Building on its historical and philosophical commitment to teaching, Northern Arizona University has two new ways for recognizing and honoring its most outstanding faculty.
The university has created a President’s Distinguished Teaching Fellow Award and a Northern Arizona University Teaching Academy to highlight and learn from its great teachers.
Both initiatives recognize selected faculty whose excellence and innovative teaching measurably affects students.
Announced by NAU President John Haeger and Provost Liz Grobsmith this week, the President’s Distinguished Teaching Fellow Award targets teaching scholars who make a significant impact on undergraduate learning at NAU and who have a sustained record of teaching excellence marked by vision, design, analysis and critical reflection.
President’s Distinguished Teaching Fellow Award recipients will be appointed for three years (and may reapply). For each of the three years they are teaching fellows, they will receive a $5,000 salary stipend and a $5,000 professional development fund. In addition, they will be able to develop and teach a “dream course” once during their three years.
“With this level of recognition, we are prepared to honor the top echelon of faculty whose commitment to and success in teaching innovation and excellence place them in a unique and very distinctive category of faculty who are held in the highest regard,” Haeger said.
Effective fall 2008, the President’s Distinguished Teaching Fellows also will become members of the Teaching Academy’s Leadership Council. The academy is being created to broadly recognize, support and reward effective teaching.
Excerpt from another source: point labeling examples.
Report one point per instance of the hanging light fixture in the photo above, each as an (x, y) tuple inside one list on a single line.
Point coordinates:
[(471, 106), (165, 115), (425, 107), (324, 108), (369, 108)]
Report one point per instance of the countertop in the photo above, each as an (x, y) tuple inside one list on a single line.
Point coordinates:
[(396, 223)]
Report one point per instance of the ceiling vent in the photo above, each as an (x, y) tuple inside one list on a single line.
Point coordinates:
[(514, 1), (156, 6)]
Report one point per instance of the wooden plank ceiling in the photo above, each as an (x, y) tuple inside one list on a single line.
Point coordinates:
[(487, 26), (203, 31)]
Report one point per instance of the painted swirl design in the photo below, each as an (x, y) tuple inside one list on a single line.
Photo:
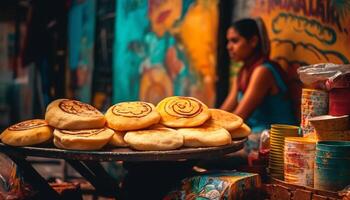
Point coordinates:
[(29, 124), (132, 109), (83, 133), (183, 107), (78, 108)]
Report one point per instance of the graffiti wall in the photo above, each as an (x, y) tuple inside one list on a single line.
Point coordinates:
[(165, 48), (302, 32)]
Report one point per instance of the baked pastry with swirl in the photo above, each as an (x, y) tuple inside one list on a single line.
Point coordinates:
[(73, 115), (242, 131), (155, 138), (89, 139), (127, 116), (26, 133), (179, 111), (227, 120), (207, 135)]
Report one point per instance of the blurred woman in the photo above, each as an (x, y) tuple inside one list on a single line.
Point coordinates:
[(259, 93)]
These two major recognition programs will raise the profile of faculty expertise while also creating new collaborations and contributions to teaching and learning through the academy.
“Braiding the brilliance of these teachers into the fabric of our institution will elevate the way we can learn from each other’s work,” said Linda Shadiow, director of the Faculty Development Program and professor in education.
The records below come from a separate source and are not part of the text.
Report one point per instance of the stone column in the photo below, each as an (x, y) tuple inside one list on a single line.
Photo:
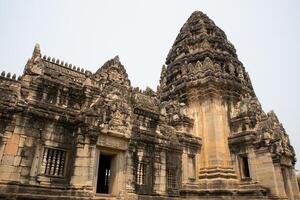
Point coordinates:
[(269, 174), (159, 183), (211, 124), (84, 163)]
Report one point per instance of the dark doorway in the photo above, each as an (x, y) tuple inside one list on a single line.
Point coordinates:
[(104, 173)]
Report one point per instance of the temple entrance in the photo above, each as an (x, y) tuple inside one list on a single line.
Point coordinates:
[(104, 174)]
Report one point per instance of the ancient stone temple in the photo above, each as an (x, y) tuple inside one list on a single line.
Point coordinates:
[(67, 133)]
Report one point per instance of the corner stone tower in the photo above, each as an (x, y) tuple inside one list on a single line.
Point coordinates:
[(68, 133), (239, 140)]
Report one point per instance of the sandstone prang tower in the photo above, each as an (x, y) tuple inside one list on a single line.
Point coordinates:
[(68, 133)]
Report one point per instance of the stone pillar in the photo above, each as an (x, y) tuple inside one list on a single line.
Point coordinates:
[(294, 183), (269, 174), (159, 183), (211, 124), (130, 176), (84, 164)]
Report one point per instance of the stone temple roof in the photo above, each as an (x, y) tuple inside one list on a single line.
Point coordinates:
[(198, 34)]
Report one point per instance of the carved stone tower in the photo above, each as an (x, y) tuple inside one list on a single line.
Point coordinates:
[(68, 133)]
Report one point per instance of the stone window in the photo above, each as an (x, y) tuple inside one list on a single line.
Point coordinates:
[(52, 95), (244, 167), (141, 173), (191, 167), (54, 161), (171, 178)]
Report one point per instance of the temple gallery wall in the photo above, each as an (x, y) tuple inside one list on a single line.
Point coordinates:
[(69, 133)]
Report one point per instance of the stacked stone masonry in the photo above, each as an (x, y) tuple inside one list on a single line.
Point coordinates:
[(69, 133)]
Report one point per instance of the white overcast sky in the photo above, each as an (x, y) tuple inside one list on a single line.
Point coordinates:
[(266, 34)]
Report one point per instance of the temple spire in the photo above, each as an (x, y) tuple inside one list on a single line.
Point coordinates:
[(37, 50)]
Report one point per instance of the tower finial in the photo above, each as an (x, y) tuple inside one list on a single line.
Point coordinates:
[(37, 50)]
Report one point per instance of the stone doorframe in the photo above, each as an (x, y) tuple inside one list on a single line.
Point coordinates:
[(118, 167)]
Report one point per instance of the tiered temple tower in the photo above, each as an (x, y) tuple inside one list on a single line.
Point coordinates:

Besides membership by the President’s Distinguished Teaching Fellows, the academy will include recipients of each year’s college-level teaching awards, beginning with those selected this spring. Academy members will serve for three years and will receive annual professional development funding. A small number of additional faculty members will be chosen each year from a campuswide call for nominees for three-year Teaching Academy memberships.
Members of the Teaching Academy will convene once a semester to identify a major initiative, co-sponsor an annual teaching retreat and will be leaders for NAU’s work on its strategic goal of being a learning-centered university, explained Susanna Maxwell, vice provost for academic personnel.
“NAU students, faculty and staff will all benefit from the new associations these initiatives will create,” Grobsmith said. “The academy is an important structural addition to the university that will celebrate excellent teaching in an ongoing forum which recycles this leadership back into campuswide work.”
Information is on the provost’s web site.